Lui scuote le spalle, lancia in aria la lama a serramanico che ha usato per compiere il delitto e questa si dissolve in una manciata di polvere. 
La ferita e il sangue spariscono del tutto, lasciando solo Ferraris svenuto al suolo, con un'espressione di shock rivolta al cielo stellato.
La Regina si alza dal suo trono, rivolgendosi al pubblico: "Il Maestro Fowley, signore e signori!" annuncia entusiasta, seguita da uno scroscio di applausi "Se non ci lascia a bocca aperta, non può dirsi contento, mi sbaglio?" 
La musica riprende mentre Atlas sorride sorione alla sua ospite e Ferraris viene trascinato a bordo della pista, su una panchina.
"Okay, okay: fermo immagine. Guarda come faccio: lo faccio sembrare facile!" Sento canticchiare il mio amico, per poi suggerire al barista: "Fai un'acqua e zucchero a quel poveretto: tra un'ora ti torna in piedi come nuovo. E mettici anche un Frozen Daiquiri." Quasi si dimentica di me: ha l'aria vagamente persa, mentre attende che il barman faccia scivolare verso di lui un drink di un rosa improponibile. 
"Funziona ogni volta, eh?" commento con una bonaria gomitata, sperando di attirare la sua attenzione. 
"Già, incredibile" ride appena, cercando di darmi corda. Tuttavia non può nascondere il respiro ancora irregolare e i muscoli della mano tesi.
Non beve quasi niente, ma dà un'occhiata al mio bicchiere ormai vuoto.
"Sai che c'è?" fa all'improvviso, scendendo con un piccolo slancio dallo sgabello che si era scelto "É una brutta serata. Che ne dici se torniamo da me? Un Jack e Cola te lo rimedio." 
Scuoto le spalle: perché no? Dopotutto, é uno dei baristi più generosi al mondo. 
"Va a occhio", sostiene, ma in realtà non ha assolutamente idea delle dosi e potrebbe rendere troppo carica anche un'acqua tonica.
"Ma sì, dai." Lo assecondo, seguendolo verso le frange più esterne della pista da ballo.
Lui fa un rapido cenno di saluto alla Regina Seelie, levandosi un cappello immaginario, e ci allontaniamo dalla festa non appena lei ricambia, liberandoci dal suo vincolo.

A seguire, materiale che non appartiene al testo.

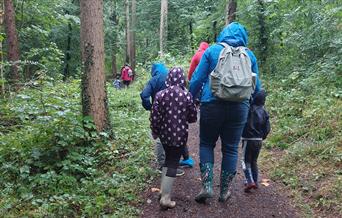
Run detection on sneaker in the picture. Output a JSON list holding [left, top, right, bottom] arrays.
[[176, 168, 185, 176], [179, 157, 195, 168], [245, 182, 256, 192]]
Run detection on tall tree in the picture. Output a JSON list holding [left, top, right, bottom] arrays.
[[4, 0, 19, 87], [80, 0, 110, 131], [63, 10, 72, 80], [258, 0, 268, 67], [125, 0, 132, 65], [159, 0, 168, 56], [130, 0, 137, 72], [111, 0, 119, 79], [226, 0, 237, 25], [0, 2, 5, 94]]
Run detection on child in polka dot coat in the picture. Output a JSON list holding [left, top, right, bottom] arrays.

Di quel Jack e Cola, in tutta franchezza, non ho ricordi.
Mi risveglio sul pouf della sua mansarda in San Salvario e, dall'odore presente nel modesto salotto, qualche drink deve esserci stato. 
Lascio che la luce tiepida che filtra dal lucernario mi scaldi la barba rada delle guance.
Il sole di una domenica mattina di fine maggio bussa impertinente alle mie palpebre, ma ho un gran mal di testa e nessuna voglia di aprirle. 
Cambiando posizione, mi accorgo che l'orlo dei miei jeans é pesante e si muove in una materia densa. 
La stessa sensazione risale lungo le gambe e la pancia, fino a circa l'altezza dello stomaco.
"Cazzo, non di nuovo!", è il mio primo pensiero. 
Mi sveglio di soprassalto e l'intera stanza è invasa da circa un metro d'acqua scura, in rapida crescita. 
Atlas, gettato sul divano al capo opposto della sala, galleggia a faccia in giù sul pelo di quel mare che pare voler ingoiare l'appartamento. 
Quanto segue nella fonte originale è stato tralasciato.